Pela maneira como Diabolik é retratado já em sua estreia, não é nada espantoso que as irmãs Giussani tenham recebido diversas críticas por sua empreitada. Elas foram acusadas de “glamorizar o crime” e “incitar a corrupção“. Seu personagem recebe aqui todo o tratamento de grande estrategista, realizando crimes e saindo impune, largando o competente Inspetor Ginko em dúvida e caindo em pistas falsas. O que a gente não pode deixar de citar é o grande (e risível) furo de roteiro, quando o Sr. Stefano Garian, pai de Gustavo (acusado de ter matado sua avó, a Marquesa), forja a morte do filho, aproveitando-se de um corpo desfigurado e encontrado num rio. Ora, se era necessária a assinatura de Gustavo para a passagem da herança dos Garians às mãos do verdadeiro assassino, não faz sentido a morte dele ter sido forjada neste ponto da história, certo? O disfarce até serve ao seu propósito num primeiro momento, mas depois acaba entrando em contradição com o que vem depois na história.

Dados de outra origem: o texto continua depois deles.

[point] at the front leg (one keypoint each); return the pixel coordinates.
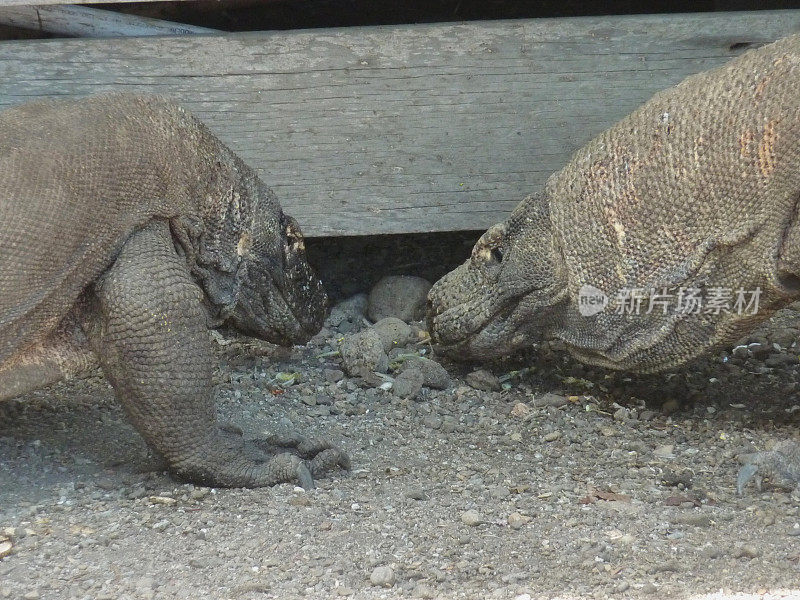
(151, 339)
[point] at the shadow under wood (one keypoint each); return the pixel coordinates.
(352, 265)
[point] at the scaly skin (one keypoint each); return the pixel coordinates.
(126, 229)
(698, 188)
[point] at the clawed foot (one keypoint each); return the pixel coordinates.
(231, 461)
(306, 458)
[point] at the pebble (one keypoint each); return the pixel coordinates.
(517, 520)
(552, 436)
(408, 383)
(664, 451)
(670, 406)
(520, 410)
(362, 353)
(383, 576)
(499, 492)
(416, 493)
(343, 590)
(471, 518)
(394, 333)
(548, 399)
(745, 551)
(333, 375)
(483, 380)
(432, 421)
(649, 588)
(404, 297)
(435, 375)
(165, 500)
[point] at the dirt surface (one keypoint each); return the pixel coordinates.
(571, 483)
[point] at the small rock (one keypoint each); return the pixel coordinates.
(785, 337)
(549, 399)
(433, 422)
(346, 316)
(696, 519)
(500, 492)
(435, 375)
(416, 493)
(746, 551)
(343, 590)
(483, 380)
(552, 436)
(649, 588)
(670, 406)
(383, 576)
(517, 520)
(520, 410)
(408, 383)
(165, 500)
(471, 518)
(713, 552)
(199, 493)
(362, 354)
(665, 451)
(394, 333)
(404, 297)
(423, 591)
(333, 375)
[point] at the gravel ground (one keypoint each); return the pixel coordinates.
(561, 481)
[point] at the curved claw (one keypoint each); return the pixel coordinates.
(746, 473)
(304, 477)
(327, 460)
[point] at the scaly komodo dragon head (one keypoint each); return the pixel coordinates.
(251, 262)
(504, 297)
(281, 298)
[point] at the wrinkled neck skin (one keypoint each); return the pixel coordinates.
(214, 239)
(509, 295)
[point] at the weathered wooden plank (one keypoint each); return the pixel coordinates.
(83, 21)
(408, 128)
(52, 2)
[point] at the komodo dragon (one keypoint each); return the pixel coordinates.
(126, 230)
(693, 195)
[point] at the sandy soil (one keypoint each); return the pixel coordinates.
(572, 483)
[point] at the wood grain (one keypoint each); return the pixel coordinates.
(404, 128)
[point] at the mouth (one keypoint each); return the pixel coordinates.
(268, 313)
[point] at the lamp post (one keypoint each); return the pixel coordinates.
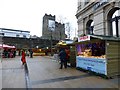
(1, 40)
(51, 28)
(51, 44)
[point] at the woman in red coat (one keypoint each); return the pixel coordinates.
(23, 59)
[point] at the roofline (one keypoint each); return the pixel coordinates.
(14, 30)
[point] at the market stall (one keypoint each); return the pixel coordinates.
(99, 54)
(68, 45)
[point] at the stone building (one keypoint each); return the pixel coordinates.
(14, 33)
(52, 29)
(99, 17)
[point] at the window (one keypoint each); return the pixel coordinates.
(86, 2)
(24, 36)
(17, 35)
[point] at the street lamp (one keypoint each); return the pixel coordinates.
(51, 28)
(1, 40)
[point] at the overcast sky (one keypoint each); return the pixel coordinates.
(27, 14)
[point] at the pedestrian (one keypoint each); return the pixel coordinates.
(23, 58)
(62, 54)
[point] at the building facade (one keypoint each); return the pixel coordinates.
(99, 17)
(14, 33)
(52, 29)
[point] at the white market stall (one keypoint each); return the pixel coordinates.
(99, 54)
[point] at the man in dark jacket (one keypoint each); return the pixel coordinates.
(63, 60)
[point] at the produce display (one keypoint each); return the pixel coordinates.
(96, 50)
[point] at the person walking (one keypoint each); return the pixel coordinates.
(62, 54)
(23, 58)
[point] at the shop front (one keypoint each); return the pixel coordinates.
(99, 54)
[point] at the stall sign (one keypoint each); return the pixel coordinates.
(92, 64)
(84, 38)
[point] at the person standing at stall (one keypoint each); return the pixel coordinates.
(62, 55)
(23, 58)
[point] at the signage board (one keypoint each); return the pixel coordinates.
(97, 65)
(51, 25)
(84, 38)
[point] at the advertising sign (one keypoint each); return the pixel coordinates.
(84, 38)
(92, 64)
(51, 24)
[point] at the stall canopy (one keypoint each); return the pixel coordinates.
(101, 37)
(6, 46)
(65, 42)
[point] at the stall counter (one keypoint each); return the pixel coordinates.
(98, 65)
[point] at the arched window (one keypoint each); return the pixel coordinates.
(114, 23)
(90, 27)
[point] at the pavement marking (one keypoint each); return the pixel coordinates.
(59, 79)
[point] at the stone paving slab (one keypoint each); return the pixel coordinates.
(13, 75)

Para esta primeira edição foi originalmente contratado o desenhista Angelo Zarcone, cuja arte, desde o início, desagradou muito a Angela Giussani e eu concordo com ela. Como o formato das histórias de Diabolik é de poucos e grandes quadros por página, é exigido do artista uma percepção bem mais rigorosa do espaço e formas inteligentes de compor cada plano narrativo, algo que não vemos na arte de Zarcone, especialmente no que diz respeito à composição e às expressões faciais, quase todas horríveis. Quando a reimpressão desse número um foi realizada, em 1964, Giussani fez questão de contratar um outro artista, Luigi Marchesi (que voltaria outras vezes a ilustrar a série), para redesenhar a edição inteira. Esta é a versão que acabou sendo “oficial” para as reimpressões de Diabolik a partir daí.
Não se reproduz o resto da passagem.